Spinoza' nın doğa tasarımına göre, her şey ama her şey, insan eylemleri ile duyguları da dahil buna, doğanın evrensel ve zorunlu yasaları doğrultusunda anlaşılmak zorun­dadır. Tanrı ile Doğa arasındaki bu öz­deşlik ilişkisi göz önünde bulunduruldu­ğunda, söz konusu zorunlu ve evrensel yasalar aracılığıyla işleyen doğanın düze­nine ilişkin bilginin Tanrı'nın bilgisi an­lamına geldiği açıktır. Bu anlamda, gerek Yahudi gerek Hıristiyan gerekse de İs­lâm dini geleneklerinin Tanrı anlayışla­rına taban tabana zıt bir biçimde Spi­noza, insan zihninin doğası gereği Tanrı' nın yetkin bilgisine ulaşma yetisi taşıdı­ğını ileri sürmektedir. Ne var ki Spinoza için böylesine önemli bir bilginin edinil­mesi ancak doğru düşünme yönteminin doğru bir biçimde uygulanıp yaşama ge­çirilmesiyle olanaklıdır.
Yöntem konusu bağlamında pek çok noktada kendi düşünceleri üstünde bü­yük etkilerde bulunmuş modern döne­min iki büyük filozofu Descartes ile Hobbes'un düşüncelerini paylaşan Spi­noza, dönemin bilimsel devrim ruhun­dan da etkilenerek her durumda kilit değerde önemi olanın matematik olduğun­dan en küçük bir kuşku bile duymamış­tır. Spinoza'nın matematiğe duyduğu bu sarsılmaz güven kuşkusuz kendisini en iyi Etika'nın geometrik düzenleniminde açığa vurmaktadır. Nitekim Spinoza, sah­te sanılara karşı gerçek bilgi olarak neyin ya da nelerin görülmesi gerektiğini be­lirlerken, tıpkı geometrik bir şeklin nite­liklerinin anlaşılmasının o şeklin baştan verili tanımının mantıksal sonucu oldu­ğunun görülmesinden geçiyor olması gi­bi, her türden şeyin yetkin bir biçimde anlaşılmasının da o şeyin kendisine ne­den olanın mantıksal sonucu olduğunun görülmesinden geçtiğini söylemektedir.

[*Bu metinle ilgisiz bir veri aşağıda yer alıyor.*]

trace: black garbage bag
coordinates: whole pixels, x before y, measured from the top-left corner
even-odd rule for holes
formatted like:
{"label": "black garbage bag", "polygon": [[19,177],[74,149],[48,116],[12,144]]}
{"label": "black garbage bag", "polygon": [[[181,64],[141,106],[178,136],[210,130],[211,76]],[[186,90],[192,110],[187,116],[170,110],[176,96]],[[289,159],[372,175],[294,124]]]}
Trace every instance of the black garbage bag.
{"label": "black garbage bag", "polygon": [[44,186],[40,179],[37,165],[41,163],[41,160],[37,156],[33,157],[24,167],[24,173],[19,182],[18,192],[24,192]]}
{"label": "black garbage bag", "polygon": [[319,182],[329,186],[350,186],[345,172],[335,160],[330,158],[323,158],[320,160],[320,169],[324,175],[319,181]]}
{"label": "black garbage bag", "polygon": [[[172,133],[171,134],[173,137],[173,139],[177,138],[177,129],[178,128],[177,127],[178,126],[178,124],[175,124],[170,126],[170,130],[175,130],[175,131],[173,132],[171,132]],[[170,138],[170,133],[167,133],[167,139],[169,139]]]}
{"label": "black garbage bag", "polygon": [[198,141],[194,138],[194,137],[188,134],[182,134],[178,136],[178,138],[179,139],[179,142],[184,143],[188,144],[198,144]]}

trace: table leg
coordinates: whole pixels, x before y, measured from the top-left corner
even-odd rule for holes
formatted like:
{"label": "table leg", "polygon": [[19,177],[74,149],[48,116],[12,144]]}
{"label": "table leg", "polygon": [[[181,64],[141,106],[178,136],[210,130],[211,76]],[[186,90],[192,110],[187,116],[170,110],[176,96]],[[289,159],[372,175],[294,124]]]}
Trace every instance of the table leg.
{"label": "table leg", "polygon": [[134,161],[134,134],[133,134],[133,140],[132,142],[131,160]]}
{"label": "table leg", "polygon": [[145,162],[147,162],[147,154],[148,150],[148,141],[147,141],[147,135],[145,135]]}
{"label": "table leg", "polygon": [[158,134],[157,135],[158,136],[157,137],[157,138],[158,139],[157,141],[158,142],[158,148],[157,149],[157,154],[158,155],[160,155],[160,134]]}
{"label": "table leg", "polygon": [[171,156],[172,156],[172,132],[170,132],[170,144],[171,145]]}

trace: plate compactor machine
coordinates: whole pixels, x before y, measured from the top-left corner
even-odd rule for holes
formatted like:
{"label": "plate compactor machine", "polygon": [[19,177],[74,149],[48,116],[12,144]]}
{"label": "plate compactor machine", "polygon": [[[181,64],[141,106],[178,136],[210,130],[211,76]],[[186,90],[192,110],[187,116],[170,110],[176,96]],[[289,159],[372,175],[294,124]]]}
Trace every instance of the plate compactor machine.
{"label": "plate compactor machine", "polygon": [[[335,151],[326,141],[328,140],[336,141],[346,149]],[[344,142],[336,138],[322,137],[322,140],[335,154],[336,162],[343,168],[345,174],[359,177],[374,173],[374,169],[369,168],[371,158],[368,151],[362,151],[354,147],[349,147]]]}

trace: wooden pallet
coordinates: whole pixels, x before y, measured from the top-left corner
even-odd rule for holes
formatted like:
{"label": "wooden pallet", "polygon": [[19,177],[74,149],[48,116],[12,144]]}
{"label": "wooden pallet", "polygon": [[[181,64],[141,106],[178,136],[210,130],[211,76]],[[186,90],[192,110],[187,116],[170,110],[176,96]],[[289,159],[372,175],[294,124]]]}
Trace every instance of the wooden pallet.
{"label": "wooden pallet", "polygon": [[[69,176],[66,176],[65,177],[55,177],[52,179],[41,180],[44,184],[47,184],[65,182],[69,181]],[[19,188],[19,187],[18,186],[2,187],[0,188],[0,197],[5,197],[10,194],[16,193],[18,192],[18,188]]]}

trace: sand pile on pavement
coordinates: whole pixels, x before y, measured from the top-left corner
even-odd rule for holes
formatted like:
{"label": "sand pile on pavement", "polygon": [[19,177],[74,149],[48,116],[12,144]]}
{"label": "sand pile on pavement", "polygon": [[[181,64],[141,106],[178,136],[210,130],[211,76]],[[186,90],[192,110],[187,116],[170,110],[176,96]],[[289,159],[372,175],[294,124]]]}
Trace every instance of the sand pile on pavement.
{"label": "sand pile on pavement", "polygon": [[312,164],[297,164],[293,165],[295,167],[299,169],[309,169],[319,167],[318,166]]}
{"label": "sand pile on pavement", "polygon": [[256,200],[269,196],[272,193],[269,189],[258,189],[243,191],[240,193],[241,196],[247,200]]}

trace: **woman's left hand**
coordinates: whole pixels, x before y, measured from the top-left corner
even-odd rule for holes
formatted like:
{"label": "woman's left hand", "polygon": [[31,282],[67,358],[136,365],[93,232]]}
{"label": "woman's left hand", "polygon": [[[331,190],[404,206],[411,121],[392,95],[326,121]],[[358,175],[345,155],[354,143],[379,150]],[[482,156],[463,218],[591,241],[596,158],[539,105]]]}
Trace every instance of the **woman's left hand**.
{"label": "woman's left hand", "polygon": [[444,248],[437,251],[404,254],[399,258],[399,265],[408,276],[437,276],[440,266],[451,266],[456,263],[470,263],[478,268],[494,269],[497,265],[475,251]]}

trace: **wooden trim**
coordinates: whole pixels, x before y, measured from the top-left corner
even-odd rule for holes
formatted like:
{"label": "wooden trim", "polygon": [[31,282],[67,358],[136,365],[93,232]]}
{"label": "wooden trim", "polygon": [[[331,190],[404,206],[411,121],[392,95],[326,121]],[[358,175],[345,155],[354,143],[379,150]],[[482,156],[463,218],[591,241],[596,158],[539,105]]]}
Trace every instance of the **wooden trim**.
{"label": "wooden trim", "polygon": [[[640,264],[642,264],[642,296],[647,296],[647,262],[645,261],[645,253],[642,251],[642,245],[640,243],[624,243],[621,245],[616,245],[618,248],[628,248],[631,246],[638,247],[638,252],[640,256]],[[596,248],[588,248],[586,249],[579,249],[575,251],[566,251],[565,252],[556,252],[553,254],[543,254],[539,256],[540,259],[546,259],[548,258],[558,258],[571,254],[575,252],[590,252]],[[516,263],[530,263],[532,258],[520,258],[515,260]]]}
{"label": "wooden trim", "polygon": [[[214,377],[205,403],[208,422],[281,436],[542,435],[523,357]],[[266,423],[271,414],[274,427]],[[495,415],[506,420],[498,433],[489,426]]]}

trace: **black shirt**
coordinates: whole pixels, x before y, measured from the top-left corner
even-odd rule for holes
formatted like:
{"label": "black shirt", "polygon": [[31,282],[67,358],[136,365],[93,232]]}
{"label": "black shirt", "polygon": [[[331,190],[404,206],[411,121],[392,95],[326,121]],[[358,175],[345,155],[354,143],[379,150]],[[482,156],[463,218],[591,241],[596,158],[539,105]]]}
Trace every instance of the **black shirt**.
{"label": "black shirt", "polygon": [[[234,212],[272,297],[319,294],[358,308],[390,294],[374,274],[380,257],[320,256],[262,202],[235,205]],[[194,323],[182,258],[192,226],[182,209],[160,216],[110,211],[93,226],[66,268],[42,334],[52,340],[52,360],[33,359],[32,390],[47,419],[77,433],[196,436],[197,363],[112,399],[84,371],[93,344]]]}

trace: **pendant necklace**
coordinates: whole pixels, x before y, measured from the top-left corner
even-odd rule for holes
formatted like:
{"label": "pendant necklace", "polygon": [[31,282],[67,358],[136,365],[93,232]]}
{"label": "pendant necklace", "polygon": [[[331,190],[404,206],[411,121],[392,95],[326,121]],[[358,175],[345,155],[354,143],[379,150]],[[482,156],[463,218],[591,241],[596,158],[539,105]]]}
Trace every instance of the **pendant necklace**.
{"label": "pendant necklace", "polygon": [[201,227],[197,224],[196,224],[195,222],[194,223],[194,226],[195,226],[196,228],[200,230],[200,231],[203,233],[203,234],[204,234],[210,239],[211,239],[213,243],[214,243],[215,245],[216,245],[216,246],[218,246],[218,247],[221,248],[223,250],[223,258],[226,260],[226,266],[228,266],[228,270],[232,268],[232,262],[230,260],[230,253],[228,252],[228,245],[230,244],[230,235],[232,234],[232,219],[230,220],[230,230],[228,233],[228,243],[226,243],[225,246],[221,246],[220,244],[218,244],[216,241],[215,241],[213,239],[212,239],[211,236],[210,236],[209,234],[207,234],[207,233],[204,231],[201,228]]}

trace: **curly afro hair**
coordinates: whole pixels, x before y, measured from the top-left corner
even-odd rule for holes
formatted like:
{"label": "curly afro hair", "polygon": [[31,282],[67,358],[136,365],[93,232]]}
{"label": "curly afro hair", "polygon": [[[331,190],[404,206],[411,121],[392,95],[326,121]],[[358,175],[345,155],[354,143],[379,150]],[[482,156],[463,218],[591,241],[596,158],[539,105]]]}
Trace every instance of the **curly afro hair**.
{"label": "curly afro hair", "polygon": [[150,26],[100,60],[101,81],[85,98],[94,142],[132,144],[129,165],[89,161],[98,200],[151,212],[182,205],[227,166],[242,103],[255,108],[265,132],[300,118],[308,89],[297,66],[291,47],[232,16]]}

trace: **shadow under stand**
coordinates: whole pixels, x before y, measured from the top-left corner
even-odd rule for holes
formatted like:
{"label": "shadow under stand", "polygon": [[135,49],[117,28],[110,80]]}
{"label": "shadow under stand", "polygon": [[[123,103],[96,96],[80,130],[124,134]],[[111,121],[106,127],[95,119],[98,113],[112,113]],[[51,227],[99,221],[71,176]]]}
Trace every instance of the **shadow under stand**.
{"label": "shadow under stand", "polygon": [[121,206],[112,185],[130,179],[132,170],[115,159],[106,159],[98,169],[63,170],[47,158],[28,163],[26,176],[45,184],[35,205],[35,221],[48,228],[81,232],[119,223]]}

 Spinoza'nın bu söyledikleri doğrudan doğruya, doğadaki şeylerin ya da bir bütün olarak doğanın hep belli bir amaç, belli bir son için var olduklarını, bir şeyi anlamanın onun ne için varoldu­ğunu anlamak olduğunu söyleyen Aristotelesçi "sonul nedenler" düşüncesini bütünüyle reddediyor olduğunu göster­mesi bakımından son derece önemlidir. Bu bağlamda Spinoza döneminde ortaya çıkan yeni bilim anlayışının savunucularına karşı, doğruluğundan kuşku duyul­mayan sonul nedenler düşüncesini red­detmekle kalmayıp, söz konusu düşüncenin felsefi düşünceye aykırı pek çok hurafenin doğmasına yol açtığına, dola­yısıyla da gerçek bilgiye ulaşma sürecinin önüne büyük bir engel çıkardığına dikkat çekmektedir.

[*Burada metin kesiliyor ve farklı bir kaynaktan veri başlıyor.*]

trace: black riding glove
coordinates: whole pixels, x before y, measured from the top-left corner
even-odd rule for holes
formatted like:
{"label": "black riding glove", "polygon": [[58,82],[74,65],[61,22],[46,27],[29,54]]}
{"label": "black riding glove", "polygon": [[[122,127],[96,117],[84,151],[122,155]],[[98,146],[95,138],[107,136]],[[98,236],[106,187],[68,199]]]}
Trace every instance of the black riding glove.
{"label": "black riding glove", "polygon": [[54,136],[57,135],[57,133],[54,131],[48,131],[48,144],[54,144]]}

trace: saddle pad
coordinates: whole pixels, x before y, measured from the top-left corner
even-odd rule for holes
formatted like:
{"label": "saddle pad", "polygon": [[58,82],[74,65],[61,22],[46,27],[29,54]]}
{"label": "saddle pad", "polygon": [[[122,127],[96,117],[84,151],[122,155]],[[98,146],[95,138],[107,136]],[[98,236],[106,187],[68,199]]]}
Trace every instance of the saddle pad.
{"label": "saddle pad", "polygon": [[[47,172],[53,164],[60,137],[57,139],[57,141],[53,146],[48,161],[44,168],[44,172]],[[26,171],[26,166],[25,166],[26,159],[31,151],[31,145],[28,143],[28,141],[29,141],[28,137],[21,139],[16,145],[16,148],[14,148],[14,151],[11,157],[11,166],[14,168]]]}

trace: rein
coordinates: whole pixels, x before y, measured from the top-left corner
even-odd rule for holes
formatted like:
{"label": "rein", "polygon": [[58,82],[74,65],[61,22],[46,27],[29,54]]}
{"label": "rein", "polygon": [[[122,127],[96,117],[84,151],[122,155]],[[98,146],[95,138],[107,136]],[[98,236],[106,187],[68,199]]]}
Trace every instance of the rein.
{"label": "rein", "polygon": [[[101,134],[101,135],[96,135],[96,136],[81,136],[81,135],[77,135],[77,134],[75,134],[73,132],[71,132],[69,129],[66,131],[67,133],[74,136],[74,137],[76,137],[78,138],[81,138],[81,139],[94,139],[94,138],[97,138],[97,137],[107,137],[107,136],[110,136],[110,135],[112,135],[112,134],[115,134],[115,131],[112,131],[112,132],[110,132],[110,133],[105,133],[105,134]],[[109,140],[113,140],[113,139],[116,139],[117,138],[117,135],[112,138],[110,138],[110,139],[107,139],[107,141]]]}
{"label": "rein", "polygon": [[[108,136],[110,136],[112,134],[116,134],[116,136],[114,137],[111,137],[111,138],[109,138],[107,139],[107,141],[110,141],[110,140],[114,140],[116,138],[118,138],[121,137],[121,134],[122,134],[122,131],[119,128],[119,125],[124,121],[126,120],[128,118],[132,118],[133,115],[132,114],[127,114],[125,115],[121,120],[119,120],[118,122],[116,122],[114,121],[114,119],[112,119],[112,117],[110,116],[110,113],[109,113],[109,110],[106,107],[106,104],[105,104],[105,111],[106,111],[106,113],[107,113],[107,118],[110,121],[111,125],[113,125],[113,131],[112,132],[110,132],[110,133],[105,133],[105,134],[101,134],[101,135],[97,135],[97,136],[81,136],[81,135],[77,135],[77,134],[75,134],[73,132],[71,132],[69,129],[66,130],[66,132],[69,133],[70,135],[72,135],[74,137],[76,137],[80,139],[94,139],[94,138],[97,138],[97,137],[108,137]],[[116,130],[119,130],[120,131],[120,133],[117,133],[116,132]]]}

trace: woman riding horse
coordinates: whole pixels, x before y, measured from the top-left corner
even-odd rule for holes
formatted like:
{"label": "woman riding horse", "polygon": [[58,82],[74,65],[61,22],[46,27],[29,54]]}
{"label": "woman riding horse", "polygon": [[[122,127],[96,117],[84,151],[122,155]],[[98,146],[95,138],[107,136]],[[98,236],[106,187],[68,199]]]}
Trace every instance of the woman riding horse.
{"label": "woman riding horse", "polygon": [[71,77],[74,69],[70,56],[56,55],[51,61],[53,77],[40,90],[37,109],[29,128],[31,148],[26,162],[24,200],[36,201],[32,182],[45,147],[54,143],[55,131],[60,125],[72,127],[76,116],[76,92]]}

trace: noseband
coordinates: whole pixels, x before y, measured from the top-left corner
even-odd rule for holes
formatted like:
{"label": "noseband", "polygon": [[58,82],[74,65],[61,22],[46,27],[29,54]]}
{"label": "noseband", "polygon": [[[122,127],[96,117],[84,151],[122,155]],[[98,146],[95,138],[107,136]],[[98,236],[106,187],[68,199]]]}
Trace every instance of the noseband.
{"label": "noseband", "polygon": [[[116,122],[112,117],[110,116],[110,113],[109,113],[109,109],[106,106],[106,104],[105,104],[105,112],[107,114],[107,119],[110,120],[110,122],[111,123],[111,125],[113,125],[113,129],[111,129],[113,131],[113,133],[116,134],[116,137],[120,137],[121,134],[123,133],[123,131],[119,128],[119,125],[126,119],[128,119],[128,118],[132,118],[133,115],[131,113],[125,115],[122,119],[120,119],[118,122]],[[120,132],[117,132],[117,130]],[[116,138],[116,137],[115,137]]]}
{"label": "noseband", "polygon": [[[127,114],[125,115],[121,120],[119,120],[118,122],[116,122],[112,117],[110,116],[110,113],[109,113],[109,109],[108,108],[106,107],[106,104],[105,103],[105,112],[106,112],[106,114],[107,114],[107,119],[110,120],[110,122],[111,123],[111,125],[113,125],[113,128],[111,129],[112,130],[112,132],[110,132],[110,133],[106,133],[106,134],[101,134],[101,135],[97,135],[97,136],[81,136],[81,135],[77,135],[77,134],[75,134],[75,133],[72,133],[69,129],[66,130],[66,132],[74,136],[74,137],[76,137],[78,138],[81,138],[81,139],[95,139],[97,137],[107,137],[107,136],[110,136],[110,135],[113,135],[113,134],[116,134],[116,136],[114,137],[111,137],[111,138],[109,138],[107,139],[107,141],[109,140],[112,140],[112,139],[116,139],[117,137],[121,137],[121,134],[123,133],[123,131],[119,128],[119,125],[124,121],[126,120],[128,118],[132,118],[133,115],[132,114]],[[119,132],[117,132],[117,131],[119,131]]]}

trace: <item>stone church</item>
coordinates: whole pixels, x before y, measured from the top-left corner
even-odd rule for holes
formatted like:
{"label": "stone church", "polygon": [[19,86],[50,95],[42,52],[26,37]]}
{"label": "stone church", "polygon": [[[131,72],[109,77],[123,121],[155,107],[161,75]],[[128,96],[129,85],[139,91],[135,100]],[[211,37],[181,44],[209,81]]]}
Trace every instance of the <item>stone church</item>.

Bu aynı hava, insan doğası ile davranışlarının son derece büyük bir soğukkanlılıkla incelendiği Spinoza'nın pratik felsefesine de egemendir, ister din­sel yönelimli ister laik yönelimli olsunlar geleneksel ahlâkçıların hemen bütününe karşı Spinoza, insan istencinden ya da arzularından bağımsız bir dizi saltık de­ğere başvurarak insan eylemlerinin açık­lanmaya çalışılmasının ümitsiz bir çaba olduğunun bütünüyle ayırdında olundu­ğu bir felsefe çizgisi uyarınca yürümenin gereğini savunmaktadır. 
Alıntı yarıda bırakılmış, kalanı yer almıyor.